No importa de qué lado del muro estemos. El tiempo ha demostrado la ineficiencia de las empresas estatales. Tal como están estructuradas, no tienen la obligación de generar lucro, una palabra, a veces, hasta mal vista. El salvataje siempre llega con los impuestos del contribuyente para solventar las pérdidas y ayudar a la asignación indiscriminada de puestos de trabajo. Son, además, una herramienta útil para que los funcionarios paguen favores políticos o beneficien a amigos y familiares. Y, hablando de salvatajes, solo en el año 2022, el déficit operativo de las 34 empresas públicas del estado en la Argentina ascendió a casi 20 millones de dólares diarios, equivalentes al 1% de nuestro PBI.

La tropas militares de Ceaușescu que mantenían el control en las calles de Rumania en los años 80 (Foto: Patrick Durand/Sygma via Getty Images)

Por otro lado, y a diferencia de los países comunistas que no tenían empresas privadas, la Argentina contó con empresarios que, en algunos casos, no estuvieron muy dispuestos a invertir su dinero o tomar riesgos compitiendo, como exigiría cualquier economía capitalista desarrollada, sino que más bien se dedicaron a buscar prebendas de un Estado que los favoreciera con licitaciones “a la carte” o con medidas proteccionistas, supuestamente para cuidar a una “industria naciente” que a esta altura lleva ya más años que muchos jubilados.

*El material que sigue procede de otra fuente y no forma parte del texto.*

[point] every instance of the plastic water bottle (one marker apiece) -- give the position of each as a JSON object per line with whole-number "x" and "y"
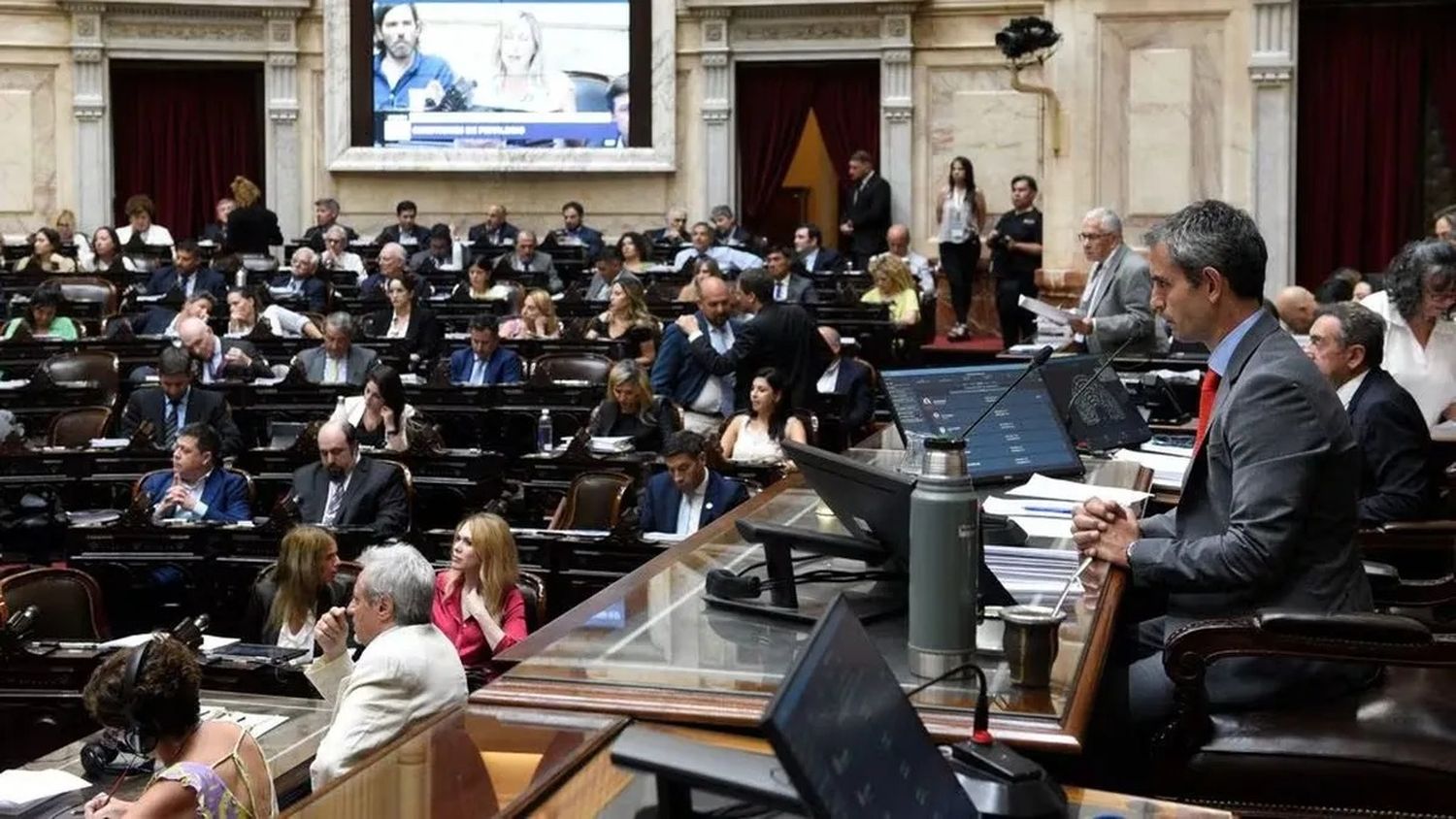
{"x": 544, "y": 432}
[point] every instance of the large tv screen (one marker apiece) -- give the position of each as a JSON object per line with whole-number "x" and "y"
{"x": 518, "y": 75}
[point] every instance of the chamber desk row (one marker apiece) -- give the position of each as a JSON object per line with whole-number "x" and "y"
{"x": 651, "y": 647}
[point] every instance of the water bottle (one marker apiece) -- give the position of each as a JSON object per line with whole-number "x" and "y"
{"x": 544, "y": 432}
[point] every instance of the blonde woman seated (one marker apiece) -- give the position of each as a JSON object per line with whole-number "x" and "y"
{"x": 538, "y": 319}
{"x": 477, "y": 603}
{"x": 46, "y": 255}
{"x": 626, "y": 316}
{"x": 631, "y": 410}
{"x": 381, "y": 416}
{"x": 757, "y": 434}
{"x": 284, "y": 606}
{"x": 248, "y": 308}
{"x": 894, "y": 287}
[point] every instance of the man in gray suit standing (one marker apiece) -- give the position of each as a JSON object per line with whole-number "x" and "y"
{"x": 1114, "y": 303}
{"x": 1267, "y": 515}
{"x": 337, "y": 361}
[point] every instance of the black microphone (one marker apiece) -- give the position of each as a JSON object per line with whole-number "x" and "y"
{"x": 1036, "y": 361}
{"x": 1072, "y": 402}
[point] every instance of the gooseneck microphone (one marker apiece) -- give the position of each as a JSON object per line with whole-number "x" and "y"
{"x": 1097, "y": 375}
{"x": 1036, "y": 363}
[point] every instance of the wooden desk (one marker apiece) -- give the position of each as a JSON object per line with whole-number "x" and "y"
{"x": 288, "y": 748}
{"x": 658, "y": 652}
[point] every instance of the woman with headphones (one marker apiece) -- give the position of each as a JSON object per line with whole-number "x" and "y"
{"x": 209, "y": 769}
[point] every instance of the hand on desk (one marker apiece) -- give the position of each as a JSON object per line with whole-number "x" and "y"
{"x": 1104, "y": 530}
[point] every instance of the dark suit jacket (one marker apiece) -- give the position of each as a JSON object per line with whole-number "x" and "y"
{"x": 259, "y": 603}
{"x": 676, "y": 373}
{"x": 375, "y": 496}
{"x": 1395, "y": 445}
{"x": 657, "y": 510}
{"x": 1267, "y": 515}
{"x": 870, "y": 214}
{"x": 780, "y": 337}
{"x": 504, "y": 367}
{"x": 507, "y": 233}
{"x": 252, "y": 230}
{"x": 422, "y": 335}
{"x": 203, "y": 407}
{"x": 209, "y": 279}
{"x": 224, "y": 493}
{"x": 314, "y": 293}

En mi regreso de Rumania a la Argentina en el año 1984, me topé en la calle con un militante del Partido Comunista. Luego de describir parte de mi vida en un régimen que él idealizaba, aún sin haber estado allí, no quiso escucharme. Negó el propósito del Muro de Berlín, construido en 1961 para frenar el constante flujo de alemanes orientales que huían hacia Berlín Occidental. En aquel entonces habían logrado llegar vivos a Occidente más de tres millones de ciudadanos de la cínicamente llamada República “Democrática” Alemana. Aquel militante, enceguecido, argumentó que el Muro se construyó para evitar que los alemanes occidentales pudieran ingresar a la Alemania Oriental en busca de una vida mejor. En ese momento me di cuenta de que el muro más difícil de derribar es el ideológico.

Después de la caída del Muro de Berlín en noviembre de 1989, gran parte de los países de la Europa del Este, incluida Rumania, pudieron abrazar al estado de derecho y la democracia liberal como forma de gobierno. A partir de entonces comenzaron las reformas capitalistas de fondo que permitieron atraer inversiones, privatizar sus empresas, abrir sus economías a la Globalización e integrar un verdadero mercado común regional. La consecuencia del cambio: este grupo de países llegó a tener una de las tasas de crecimiento económico más altas de la historia, aumentó la expectativa de vida de sus ciudadanos en más de 10 años y logró una distribución bastante igualitaria del ingreso, según el coeficiente de Gini. En el caso específico de Rumania, estas reformas lograron que su PBI se quintuplicara en solo 25 años. Y los cigarrillos Kent o las latas de Coca Cola hace tiempo que dejaron de ser una moneda de cambio en el “mercado negro”.

Como argentinos, ¿habrá llegado el momento de derribar nuestros propios muros?